An die Fenster umliegender Häuser fuhren neugierige Gesichter, den Kleinen im Kampfe mit Pflicht und Selbsterhaltung beobachtend. Der Kampf war sogleich entschieden, die Pflicht trug einen glänzenden Sieg davon, und das Herrchen nahte der Hofthüre des gebannten Hauses. Da wurde ein Fenster aufgerissen, und eine ergraute schwarze Frau schickte ihre Stimme in gellenden Schreckenstönen über die Straße.
»Herr Hochwürdiger, – Herr Hochwürdiger!«
Frohmann schaute um, die Alte winkte heftig.
»Kommen Sie doch ein bischen herüber!«
Er folgte der Einladung.
»Um Gotteswillen, Herr Hochwürdiger, gehen Sie ja nicht in das Haus, – die Pest ist darin. Alles muß sterben, was in dem Haus' ist. Da sieht man recht Gottes Strafgericht! Vor ein paar Tagen haben die Mohre Sie noch beschimpft, und jetzt müssen Alle sterben, – sterben ohne Gnad' und Barmherzigkeit. Und wer hineingeht, muß auch sterben, weil er die Pest erbt. Gehen Sie darum ja nicht hinein, – an Denen ist doch nichts zu bessern.«
»Wohnt Mohr in dem Hause?« frug der Geistliche.

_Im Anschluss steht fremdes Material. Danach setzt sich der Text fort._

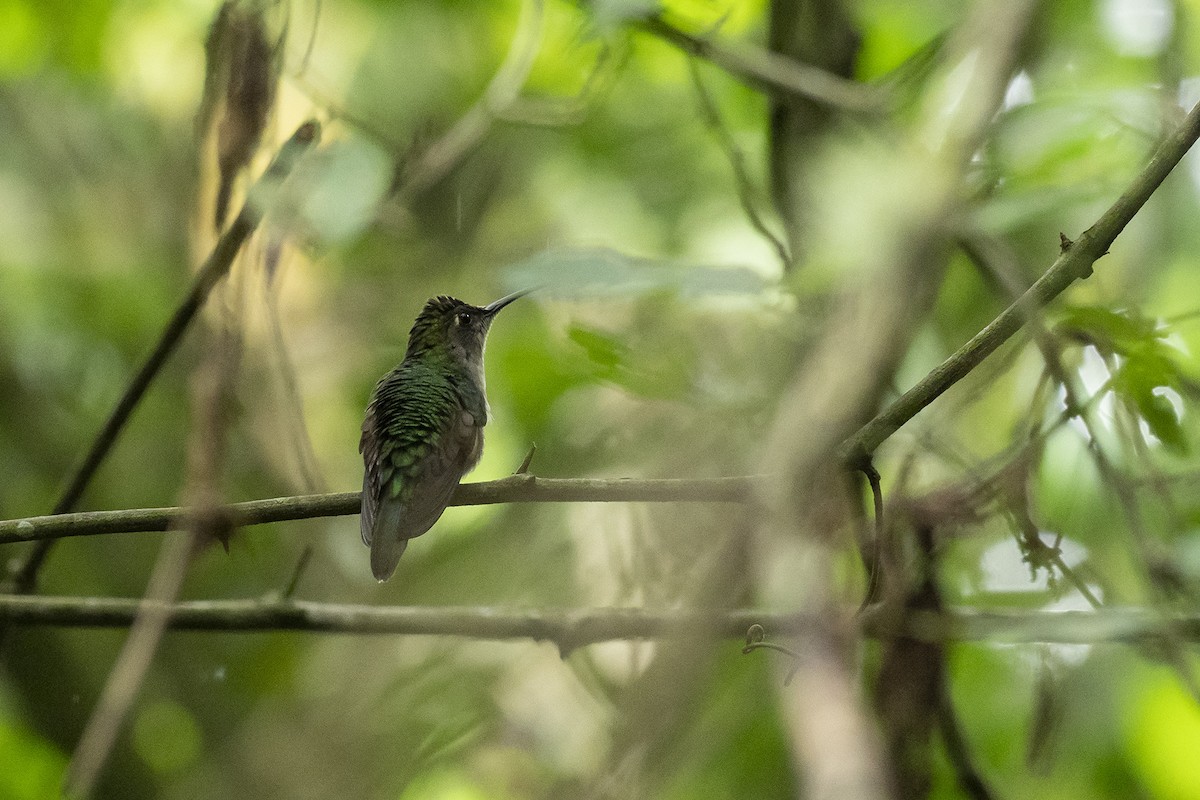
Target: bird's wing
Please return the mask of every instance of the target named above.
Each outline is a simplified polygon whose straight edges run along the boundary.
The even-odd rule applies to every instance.
[[[376,427],[375,402],[372,398],[367,406],[367,416],[362,424],[362,436],[358,440],[358,452],[363,456],[362,512],[358,518],[358,529],[363,544],[370,546],[371,529],[375,527],[375,515],[379,513],[379,433]]]
[[[408,540],[437,522],[482,437],[448,385],[403,374],[381,382],[359,443],[366,464],[361,531],[376,578],[390,577]]]

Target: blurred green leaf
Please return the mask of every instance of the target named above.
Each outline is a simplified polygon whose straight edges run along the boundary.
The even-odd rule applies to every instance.
[[[297,198],[309,230],[325,242],[344,241],[374,220],[393,169],[388,154],[366,139],[342,139],[310,156],[287,194]]]
[[[629,20],[644,19],[656,14],[659,0],[591,0],[588,10],[602,32],[612,32]]]
[[[1142,681],[1125,702],[1124,735],[1143,785],[1156,797],[1200,797],[1200,706],[1166,670],[1140,670]],[[1148,674],[1146,674],[1148,673]]]
[[[766,280],[745,267],[707,267],[640,258],[607,248],[550,250],[508,267],[505,283],[538,287],[554,299],[637,296],[673,291],[683,297],[761,294]]]
[[[629,349],[611,336],[580,325],[572,325],[568,328],[567,336],[584,349],[594,364],[610,374],[621,366]]]
[[[1133,404],[1164,445],[1178,454],[1187,452],[1187,434],[1163,390],[1179,390],[1190,380],[1182,353],[1166,342],[1166,327],[1131,311],[1070,306],[1062,313],[1058,331],[1115,358],[1113,390]]]
[[[150,703],[133,721],[138,755],[155,772],[179,772],[199,757],[200,728],[186,708],[170,700]]]
[[[1102,353],[1120,355],[1129,355],[1167,335],[1157,320],[1103,306],[1067,306],[1058,330],[1095,345]]]
[[[67,758],[32,731],[0,718],[0,797],[49,800],[62,792]]]
[[[1170,368],[1173,366],[1165,360],[1129,358],[1113,376],[1113,388],[1133,401],[1151,433],[1168,448],[1182,454],[1187,452],[1188,442],[1175,406],[1156,391],[1172,385],[1175,373]]]

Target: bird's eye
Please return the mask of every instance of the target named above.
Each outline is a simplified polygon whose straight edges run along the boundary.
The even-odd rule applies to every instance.
[[[466,327],[471,324],[471,313],[469,311],[460,311],[454,317],[454,324],[459,327]]]

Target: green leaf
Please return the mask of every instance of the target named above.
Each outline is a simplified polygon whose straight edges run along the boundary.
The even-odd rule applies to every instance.
[[[1058,331],[1083,339],[1102,353],[1128,355],[1167,335],[1158,321],[1128,311],[1100,306],[1069,306],[1063,310]]]
[[[327,242],[346,241],[366,229],[378,213],[392,177],[387,153],[362,137],[332,142],[298,171],[300,216]]]
[[[1159,441],[1176,453],[1188,451],[1187,437],[1175,413],[1175,406],[1160,392],[1171,386],[1176,374],[1173,364],[1164,365],[1160,359],[1129,358],[1113,376],[1113,388],[1129,399]]]
[[[1150,426],[1150,432],[1168,449],[1180,454],[1187,453],[1187,437],[1170,400],[1161,394],[1142,395],[1137,398],[1137,407],[1142,419]]]
[[[579,325],[572,325],[567,336],[584,349],[589,359],[605,370],[620,367],[629,349],[607,334]]]

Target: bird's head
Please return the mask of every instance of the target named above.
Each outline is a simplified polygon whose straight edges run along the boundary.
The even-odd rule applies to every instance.
[[[528,291],[514,292],[486,306],[473,306],[444,295],[432,298],[408,334],[407,356],[445,353],[463,362],[479,361],[492,320],[500,309],[526,294]]]

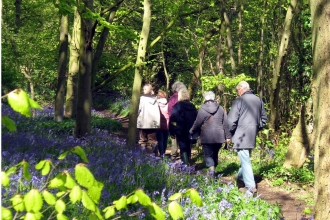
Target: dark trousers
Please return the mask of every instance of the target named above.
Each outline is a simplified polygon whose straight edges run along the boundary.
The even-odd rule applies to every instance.
[[[168,135],[169,135],[168,130],[157,131],[158,150],[160,155],[165,154],[167,148]]]
[[[176,138],[180,148],[180,155],[182,156],[182,153],[187,153],[188,158],[191,158],[190,139],[181,138],[178,136],[176,136]]]
[[[157,145],[157,137],[156,137],[157,129],[140,129],[140,140],[139,145],[142,147],[147,146],[147,142],[151,144],[151,146]]]
[[[202,144],[202,148],[204,151],[204,159],[206,167],[209,168],[211,166],[218,166],[218,154],[221,148],[222,143],[219,144]]]

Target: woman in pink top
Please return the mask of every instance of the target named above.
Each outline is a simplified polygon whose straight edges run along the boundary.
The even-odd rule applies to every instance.
[[[170,116],[168,114],[167,94],[159,91],[157,94],[157,102],[160,109],[160,128],[157,130],[158,150],[161,158],[164,158],[168,140],[168,123]],[[157,153],[156,153],[157,154]]]

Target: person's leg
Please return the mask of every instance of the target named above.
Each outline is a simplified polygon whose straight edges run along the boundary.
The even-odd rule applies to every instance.
[[[163,148],[162,148],[162,152],[161,152],[161,155],[165,155],[165,151],[166,151],[166,148],[167,148],[167,141],[168,141],[168,136],[169,136],[169,132],[168,130],[164,130],[163,131]]]
[[[241,162],[241,167],[238,172],[239,177],[243,177],[243,181],[246,188],[256,188],[256,183],[254,181],[252,164],[250,160],[250,150],[240,149],[237,151],[239,160]]]
[[[176,137],[176,140],[177,140],[179,148],[180,148],[180,156],[181,156],[182,162],[186,165],[189,165],[187,141],[184,139],[180,139],[178,137]]]
[[[221,148],[222,144],[214,144],[213,146],[213,161],[214,161],[214,167],[216,168],[219,163],[219,150]]]
[[[171,144],[171,159],[175,159],[178,155],[178,140],[177,137],[175,139],[171,139],[172,144]]]
[[[141,147],[142,150],[145,150],[146,146],[147,146],[147,140],[148,140],[148,137],[147,137],[147,132],[145,129],[140,129],[139,130],[139,145]]]
[[[151,144],[151,148],[153,153],[157,156],[158,154],[158,147],[157,147],[157,129],[148,129],[148,141]]]
[[[159,153],[160,155],[162,155],[163,153],[163,144],[164,144],[164,135],[163,135],[164,131],[163,130],[158,130],[157,131],[157,142],[158,142],[158,150],[159,150]]]
[[[211,144],[202,144],[203,152],[204,152],[204,160],[207,168],[214,167],[213,160],[213,149]]]

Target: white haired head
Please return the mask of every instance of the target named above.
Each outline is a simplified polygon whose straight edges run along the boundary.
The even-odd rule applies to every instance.
[[[215,94],[212,91],[204,92],[204,95],[203,96],[204,96],[205,101],[209,101],[209,100],[214,100],[215,99]]]

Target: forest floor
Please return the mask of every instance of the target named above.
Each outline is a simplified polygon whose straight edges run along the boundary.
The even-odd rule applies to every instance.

»Freilich, der rothe Mohr, der jeden Tag flucht, wie ein Türk', der nicht an Gott und das Allerheiligst' glaubt, der gesagt hat, es wär' ihm ein Hauptspaß, wenn er alle Pfaffen aufhängen dürft'.«
»Wenn Mohr an der Seele noch kränker ist, als am Leibe,« sprach der Geistliche, »so bedarf er vor Allem des Seelenarztes.«
Er grüßte freundlich und schritt auf das geächtete Haus los.
Die schwarze Frau sah Frohmann unter dem Eingange verschwinden, und sie schlug entsetzt die Hände zusammen.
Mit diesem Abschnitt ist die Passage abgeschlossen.